Quercus Alba
Un cuento con vino
Yo había pedido un bocadillo de queso, curado y aceitoso. Jacobo uno de morcilla, recalentada y grasienta. Y una botellita de tinto de la tierra.
Hacíamos una pausa en nuestro viaje por tierras de la Rioja Alta, deteniéndonos en Santo Domingo de la Calzada, en plena ruta del Camino de Santiago. El barcillo donde almorzábamos, pequeño y acogedor, estaba lleno de devotos y no devotos que, con zapatillas, pantalón corto, camiseta, sombrerito para el sol otoñal aún intenso y la concha de vieira colgada de la vara de madera, también hacían un alto en su camino.
La diferencia es que ellos iban a pie, y nosotros en coche.
Jacobo me había animado a hacer ese recorrido turístico después de que me diagnosticaran algo que da igual como se llame, pero que resultó ser inoperable, incurable e inevitable y que, según los tres médicos que me vieron, iba a acabar conmigo en un plazo de tiempo pasmosamente corto.
Cuarenta y pocos años son efectivamente pocos para despedirse de todo, y la súbita rapidez con la que se desarrollaron los acontecimientos («Doctor, llevo un tiempo con algunas molestias en...» «Siento mucho decirle que le quedan ocho meses de vida.» «¿En serio?» «Totalmente.» «Pues vaya...») me lanzó de repente a un mar de desesperación en la que mi existencia (buen trabajo, buen sueldo, buen piso de soltero, buenos amigos y buenas amigas, ninguna familia directa) perdió de pronto todo su sentido.

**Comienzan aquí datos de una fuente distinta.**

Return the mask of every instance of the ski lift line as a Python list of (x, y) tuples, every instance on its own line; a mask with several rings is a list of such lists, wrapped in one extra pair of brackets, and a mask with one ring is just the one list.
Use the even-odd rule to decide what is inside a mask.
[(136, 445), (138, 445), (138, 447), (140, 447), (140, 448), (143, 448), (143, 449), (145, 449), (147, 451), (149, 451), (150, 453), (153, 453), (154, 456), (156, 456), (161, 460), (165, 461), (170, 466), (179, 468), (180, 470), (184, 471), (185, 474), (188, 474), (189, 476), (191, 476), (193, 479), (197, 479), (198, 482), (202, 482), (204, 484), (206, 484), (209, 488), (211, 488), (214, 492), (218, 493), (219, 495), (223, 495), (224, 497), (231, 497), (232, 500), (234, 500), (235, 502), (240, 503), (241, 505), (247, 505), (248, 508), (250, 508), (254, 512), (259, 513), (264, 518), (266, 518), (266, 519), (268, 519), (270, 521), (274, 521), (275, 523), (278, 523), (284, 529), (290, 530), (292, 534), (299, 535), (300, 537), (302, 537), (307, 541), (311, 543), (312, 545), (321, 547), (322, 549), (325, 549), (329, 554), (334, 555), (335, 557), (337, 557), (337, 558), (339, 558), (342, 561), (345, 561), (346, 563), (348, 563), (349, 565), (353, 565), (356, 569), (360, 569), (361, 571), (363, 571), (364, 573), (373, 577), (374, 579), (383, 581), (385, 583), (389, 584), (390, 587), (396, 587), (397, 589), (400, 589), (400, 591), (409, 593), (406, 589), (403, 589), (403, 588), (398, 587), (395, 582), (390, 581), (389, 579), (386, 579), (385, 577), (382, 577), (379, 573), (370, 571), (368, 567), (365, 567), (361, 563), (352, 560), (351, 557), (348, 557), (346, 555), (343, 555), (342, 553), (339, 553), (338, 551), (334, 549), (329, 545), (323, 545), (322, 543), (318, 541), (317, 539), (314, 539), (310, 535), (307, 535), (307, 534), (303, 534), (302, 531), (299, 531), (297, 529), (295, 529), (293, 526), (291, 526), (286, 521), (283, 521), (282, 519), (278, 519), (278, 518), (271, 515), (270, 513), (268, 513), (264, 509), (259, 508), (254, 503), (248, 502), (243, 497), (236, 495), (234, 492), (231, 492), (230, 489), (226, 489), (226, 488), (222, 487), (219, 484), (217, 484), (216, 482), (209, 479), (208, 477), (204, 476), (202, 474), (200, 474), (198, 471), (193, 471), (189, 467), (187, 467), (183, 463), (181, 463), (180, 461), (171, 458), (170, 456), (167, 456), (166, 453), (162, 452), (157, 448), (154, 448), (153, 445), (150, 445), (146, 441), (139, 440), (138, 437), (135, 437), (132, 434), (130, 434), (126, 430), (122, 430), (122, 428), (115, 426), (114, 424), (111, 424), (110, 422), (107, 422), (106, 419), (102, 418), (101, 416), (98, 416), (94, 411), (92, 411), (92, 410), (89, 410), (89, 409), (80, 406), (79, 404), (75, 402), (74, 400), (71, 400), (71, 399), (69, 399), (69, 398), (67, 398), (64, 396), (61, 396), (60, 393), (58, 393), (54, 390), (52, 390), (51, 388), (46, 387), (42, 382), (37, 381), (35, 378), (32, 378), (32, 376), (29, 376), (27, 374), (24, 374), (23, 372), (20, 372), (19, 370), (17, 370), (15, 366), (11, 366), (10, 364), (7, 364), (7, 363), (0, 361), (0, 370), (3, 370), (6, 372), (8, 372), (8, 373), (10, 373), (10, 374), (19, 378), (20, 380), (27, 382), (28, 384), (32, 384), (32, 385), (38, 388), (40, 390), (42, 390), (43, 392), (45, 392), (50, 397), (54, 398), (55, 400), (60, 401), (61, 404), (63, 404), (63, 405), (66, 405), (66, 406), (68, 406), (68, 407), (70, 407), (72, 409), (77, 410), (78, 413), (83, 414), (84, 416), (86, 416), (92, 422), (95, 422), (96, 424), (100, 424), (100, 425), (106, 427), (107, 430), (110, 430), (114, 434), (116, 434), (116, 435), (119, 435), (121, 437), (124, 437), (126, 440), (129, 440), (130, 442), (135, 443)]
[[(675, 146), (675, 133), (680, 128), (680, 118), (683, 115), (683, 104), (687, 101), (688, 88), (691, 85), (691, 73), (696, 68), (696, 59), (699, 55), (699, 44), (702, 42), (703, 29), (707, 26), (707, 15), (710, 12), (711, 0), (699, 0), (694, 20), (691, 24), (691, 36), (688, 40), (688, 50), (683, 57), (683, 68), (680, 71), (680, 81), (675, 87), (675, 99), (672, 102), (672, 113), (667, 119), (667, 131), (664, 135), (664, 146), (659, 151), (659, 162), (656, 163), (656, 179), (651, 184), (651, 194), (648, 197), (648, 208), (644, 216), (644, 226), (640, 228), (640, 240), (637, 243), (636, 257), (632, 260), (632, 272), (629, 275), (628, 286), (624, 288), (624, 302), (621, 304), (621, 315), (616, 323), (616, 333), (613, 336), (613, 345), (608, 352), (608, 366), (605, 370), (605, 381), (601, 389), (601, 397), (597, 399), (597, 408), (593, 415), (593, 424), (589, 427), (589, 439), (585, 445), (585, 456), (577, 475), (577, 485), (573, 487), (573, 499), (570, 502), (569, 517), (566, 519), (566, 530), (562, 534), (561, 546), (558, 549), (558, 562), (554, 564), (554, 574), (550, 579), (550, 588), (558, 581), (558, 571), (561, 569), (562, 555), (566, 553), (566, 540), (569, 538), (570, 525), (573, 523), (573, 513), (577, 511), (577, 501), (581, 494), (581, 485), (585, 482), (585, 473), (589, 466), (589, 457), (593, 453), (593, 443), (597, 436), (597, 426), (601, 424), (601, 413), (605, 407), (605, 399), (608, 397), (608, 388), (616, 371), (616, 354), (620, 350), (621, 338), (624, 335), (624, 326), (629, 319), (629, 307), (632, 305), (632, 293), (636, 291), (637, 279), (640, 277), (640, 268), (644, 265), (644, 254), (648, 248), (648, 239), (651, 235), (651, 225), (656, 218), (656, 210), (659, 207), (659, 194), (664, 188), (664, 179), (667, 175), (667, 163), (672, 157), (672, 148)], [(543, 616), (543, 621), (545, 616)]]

A raíz de aquello pasé por un periodo de desconcierto en el que me dediqué a no hacer nada más que lamentarme de mi desgracia, hasta que finalmente, y gracias al apoyo y la ayuda incondicional de amigos como Jacobo, conseguí superarlo y recuperar mi integridad.
Así que, aprovechando que yo no tenía que volver al trabajo durante el resto de mi vida, un día Jacobo se pidió un par de semanas de vacaciones en el suyo y me convenció para que nos dedicásemos a recorrer el Camino, como peregrinos no devotos y motorizados.
En teoría yo no debía beber alcohol, al menos no demasiado, por culpa de los analgésicos que tenía que ingerir para controlar el dolor que cada día se hacía más frecuente e intenso, pero estábamos en la Rioja y, total, para lo que me quedaba, no estaba dispuesto a seguir desperdiciando mi tiempo.
–¿Qué tal el vino? –me preguntó Jacobo con la boca llena.
–Increíble –respondí–. Es sorprendente lo buenos que están estas cosechas limitadas de bodegas desconocidas.
–Ya lo creo, mejor que los famosos riojas que venden en las tiendas de Madrid.
–¿Y el bocata? –pregunté yo haciendo un gesto con la cabeza hacia la chorreante cosa que sujetaba entre sus manos.
–Asqueroso.
Nos reímos hasta que nuestra mirada se vio atraída por algo que portaba el camarero hasta una mesa que estaba un poco más allá de la nuestra, ocupada por dos señoritas que, como nosotros, seguían con su mirada el discurrir del muchacho.
Cuando lo dejó en la mesa no pudimos hacer menos que deleitarnos contemplando durante un rato las dos tablas de madera llenas de un jamón ibérico veteado de tocino blanquecino y cremoso, el más selecto manjar creado por la mano del hombre con ayuda de la de Dios. Justo hasta que oímos el ruidillo de las burbujas que escapaban al sacar las chapas de las botellas de refrescos.